The different specs written on it say (I don't remember what all this means):
Shimano Exage
Shimano Deore LX
Shimano SIS Sealed SP

I've attached a picture. The purple in the photo is not represented very well - it's beautiful.

Thanks,
Kimber


----------



## ljsmith (Oct 26, 2007)

It looks like its new! But unfortunately its only worth about $50 maybe $100. Not many people are looking for a 25 year old rigid mountain bike with 26" wheels and cantilever brakes. Bicycle Blue Book puts the value around $150 for a 1993 but that pretty optimistic.

1993 Trek 7000 - New and Used Bike Value


----------



## Finch Platte (Nov 14, 2003)

I would like to buy your bycicle.

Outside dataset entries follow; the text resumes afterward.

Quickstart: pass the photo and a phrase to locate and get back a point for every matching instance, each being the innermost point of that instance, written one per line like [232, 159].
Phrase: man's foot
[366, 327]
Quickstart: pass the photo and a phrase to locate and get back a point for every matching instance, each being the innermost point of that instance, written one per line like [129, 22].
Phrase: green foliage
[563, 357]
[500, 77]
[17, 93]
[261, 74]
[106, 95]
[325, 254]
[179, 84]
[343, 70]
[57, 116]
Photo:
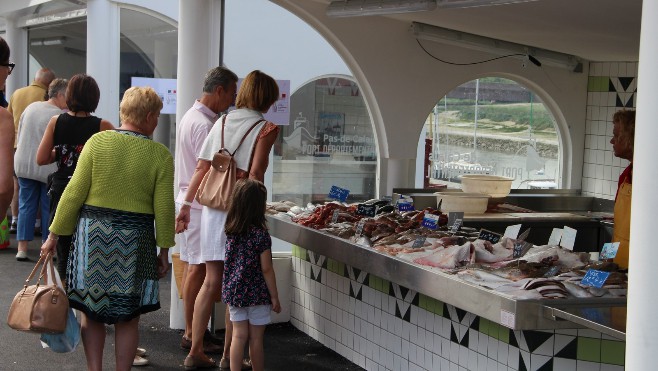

I am an Nigerian prince who has inherited a large sum of moneys.

Please send me your bank account numbers and a picture of yourself left boob, and we will consummate the deal.


----------



## Deerhill (Dec 21, 2009)

The purple is trick!


----------



## Deerhill (Dec 21, 2009)

Aircraft epoxy is trick!!


----------



## Deerhill (Dec 21, 2009)

Was the quill stem purple??


----------



## kkbTX (Dec 16, 2015)

Hey, thanks for getting back to me so quickly. I appreciate it. I didn't even remember what year I got it!


----------



## DIRTJUNKIE (Oct 18, 2000)

$50


----------



## DavidM310 (Nov 11, 2015)

If you are ever in San Antonio I'll pick it up for $60.

Sent from my SCH-I545 using Tapatalk


----------



## DIRTJUNKIE (Oct 18, 2000)

You may have to pay someone to take it.


----------



## mack_turtle (Jan 6, 2009)

something like that might sell for $150 or so where I live. everyone is after a practical commuter like that.


----------



## SteveF (Mar 5, 2004)

I'd ask $200/best offer, and see if you get any nibbles or offers--you can always drop your asking price if you get no interest...it's not really very desirable as a mountain bike, but with some slick or semi-slick tires, it would make a dandy commuter/round town sort of rig.


----------